Verzet industrie tegen inperking antibiotica
Veesector wil verbod op bepaalde reserveantibiotica
Het Productschap Vee en Vlees (PVV) wil gebruik van reserveantibiotica – fluorchinonolonen en de derde en vierde generatie cefalosporines – in de veesector helemaal uitbannen. Gebruik van deze middelen bij dieren zorgt ervoor dat bacteriën resistent worden tegen deze antibiotica die bij mensen een laatste redmiddel kunnen zijn.
Terughoudendheid
In een brief die dagblad Trouw in handen kreeg, gaat de Fidin hier tegenin. Er moet geen verbod komen op deze middelen, vinden de fabrikanten, een restrictief beleid bij deze middelen is voldoende. “Een verbod gaat te ver. Wij houden ons aan de WHO-richtlijnen, die een grote terughoudendheid voorschrijven bij de toediening van reserveantibiotica. Om onnodig leed bij dieren te voorkomen, is het belangrijk dat deze middelen toch beschikbaar blijven”, zegt Björn Eussen, secretaris van de Fidin.
Het streven van het PVV naar een verbod ligt in lijn met de eis die staatssecretaris Bleker van Landbouw de veesector oplegde om het antibioticagebruik voor 2012 te halveren. Haalt de veesector deze reductie niet, dan dreigt Bleker de voorschrijf- en apotheekfunctie van dierenartsen te ontkoppelen.

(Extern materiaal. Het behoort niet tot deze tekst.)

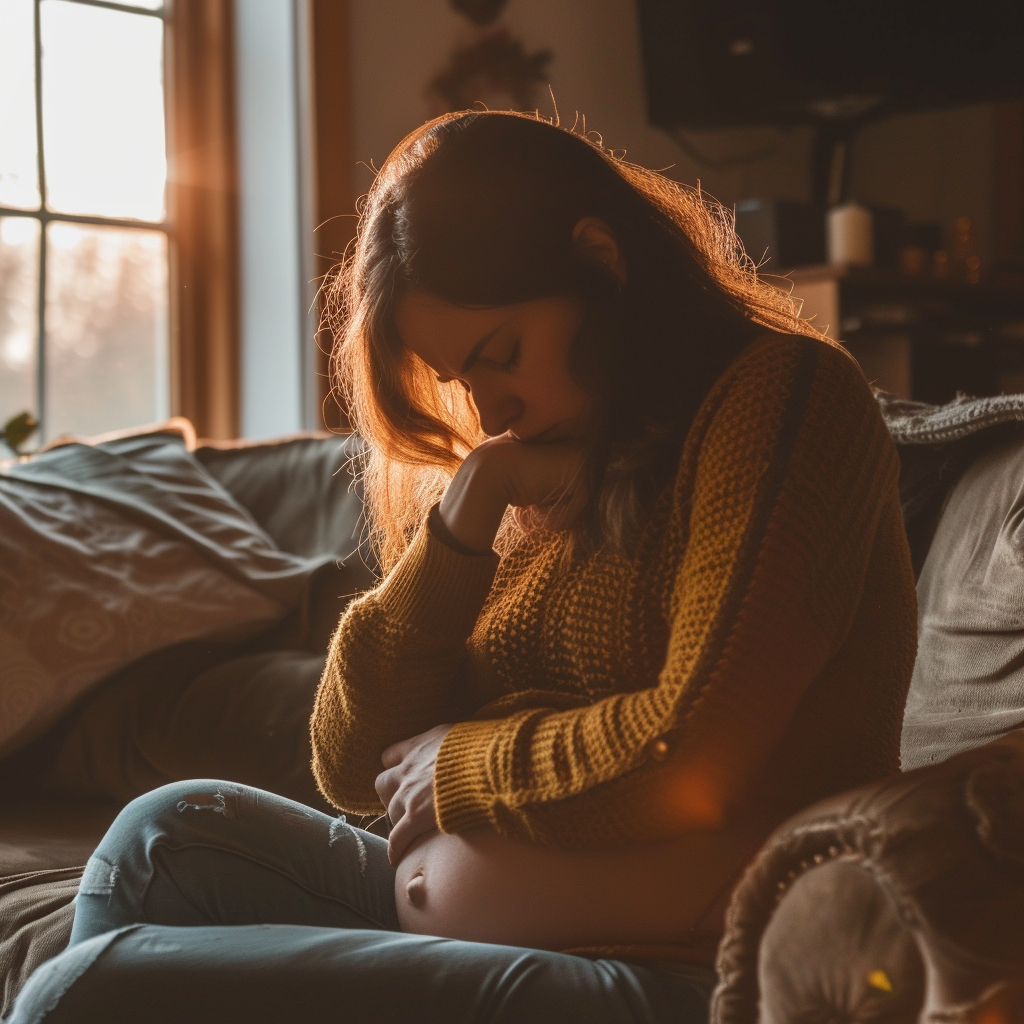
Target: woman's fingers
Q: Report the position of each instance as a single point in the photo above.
(412, 823)
(395, 754)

De KNMP deelt het standpunt van het productschap om het gebruik van bepaalde reserveantibiotica helemaal uit te bannen uit de veesector. Woordvoerder Lennart Salemink: “Uitzonderingen zijn mogelijk, zij het onder heel strikte voorwaarden.”
Ook steunt de KNMP het voornemen van staatssecretaris Bleker de voorschrijf- en apotheekfunctie van dierenartsen te ontkoppelen, mocht de veesector de afgesproken reductie niet halen. “Ontkoppeling van deze functies zorgt voor een extra check voordat antibiotica afgeleverd worden.”
Compensatie
De vraag rijst waarom de KNMP de reuring rondom antibioticagebruik in de veesector niet aangrijpt om de apotheker als leverancier van diergeneesmiddelen te profileren. Levering van diergeneesmiddelen zou apothekers enige compensatie kunnen geven voor de verliezen door het preferentiebeleid.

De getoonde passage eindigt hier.